Process Visualization for Change Management
Network graphs function like maps that show you cities and the roads that connect them. Typing in the name of a node is similar to typing in an address and zooming in on particular information around it. This structure brings another dimension to filtering graphs. With a specific node selected, the graph can be filtered to show which inputs upstream in the manufacturing process affect the selected node. The graph can also be filtered to show which outputs downstream in the process are affected by the selected node.

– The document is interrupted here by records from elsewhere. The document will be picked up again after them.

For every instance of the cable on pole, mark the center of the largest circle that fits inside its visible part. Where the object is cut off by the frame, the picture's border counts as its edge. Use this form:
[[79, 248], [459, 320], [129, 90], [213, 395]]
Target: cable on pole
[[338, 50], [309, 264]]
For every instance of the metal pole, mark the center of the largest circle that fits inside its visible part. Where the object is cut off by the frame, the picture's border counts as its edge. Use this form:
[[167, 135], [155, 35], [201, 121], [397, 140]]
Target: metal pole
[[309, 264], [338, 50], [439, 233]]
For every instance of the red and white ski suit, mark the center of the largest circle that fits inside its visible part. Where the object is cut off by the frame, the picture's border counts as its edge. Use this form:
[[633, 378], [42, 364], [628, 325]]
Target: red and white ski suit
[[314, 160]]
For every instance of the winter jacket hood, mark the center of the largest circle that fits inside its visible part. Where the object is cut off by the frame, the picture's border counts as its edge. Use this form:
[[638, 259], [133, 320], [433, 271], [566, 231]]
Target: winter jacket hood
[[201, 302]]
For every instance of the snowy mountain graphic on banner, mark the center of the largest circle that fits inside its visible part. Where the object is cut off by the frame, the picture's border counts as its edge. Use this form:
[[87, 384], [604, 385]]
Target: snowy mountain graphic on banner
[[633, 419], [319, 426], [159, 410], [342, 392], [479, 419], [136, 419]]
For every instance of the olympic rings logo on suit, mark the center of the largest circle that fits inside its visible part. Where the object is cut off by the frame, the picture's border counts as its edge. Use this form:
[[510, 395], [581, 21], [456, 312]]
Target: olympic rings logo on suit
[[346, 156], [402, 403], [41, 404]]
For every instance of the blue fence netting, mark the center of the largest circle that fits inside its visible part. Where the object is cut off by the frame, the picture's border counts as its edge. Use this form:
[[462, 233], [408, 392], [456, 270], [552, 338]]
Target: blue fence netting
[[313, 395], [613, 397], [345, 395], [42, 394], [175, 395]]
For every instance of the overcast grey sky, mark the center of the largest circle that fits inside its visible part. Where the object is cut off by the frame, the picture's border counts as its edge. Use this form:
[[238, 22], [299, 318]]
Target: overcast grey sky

In real-world applications, visual process mapping enabled by network graphs can be very useful in root-cause investigations of deviations during the manufacturing process. For example, filtration time may be an important intermediate quality attribute of the sterile filtration unit operation in your process. If there is a deviation in filtration time, a logical place to start an investigation would be to evaluate the inputs to filtration time. Network graphs simplify the identification of these inputs. Applying an upstream filter to the parameter showing the deviation can quickly identify the inputs to the parameter that may be the source of the deviation (fig 6a). Furthermore, applying the downstream filter can help assess the impact of the deviation on the rest of the process and ultimately on patient safety and efficacy (fig 6b). With the advent of ICH Q12 and the specific guidelines discussed for managing changes to the manufacturing process, understanding the relationships between critical material attributes (CMAs), critical process parameters (CPPs) and the Established Conditions (ECs) of a manufacturing process is critical. As with deviation management, the network graph is a tool well-suited to evaluate changes to a validated manufacturing process and to justify the selected course of action based on risk and scientific rationale.
Summary
The spreadsheet and the fishbone diagram have been our faithful companions for decades now, but it is time to retire these tools for evaluating risk and functional relationships in manufacturing processes. Visual process mapping enabled by network graphs is the future of the pharmaceutical industry (and others). It is time to embrace the new tools of risk management, data-based decision making, and process understanding supported by sound, scientific rationale. Visual process mapping provides multiple constituencies (CMC, technical operations, regulatory, quality) in an organization with multivariate, relational graphs encompassing risk assessment, the filtering of multidimensional data sets, change management, root cause investigation and above all - product quality-by-design.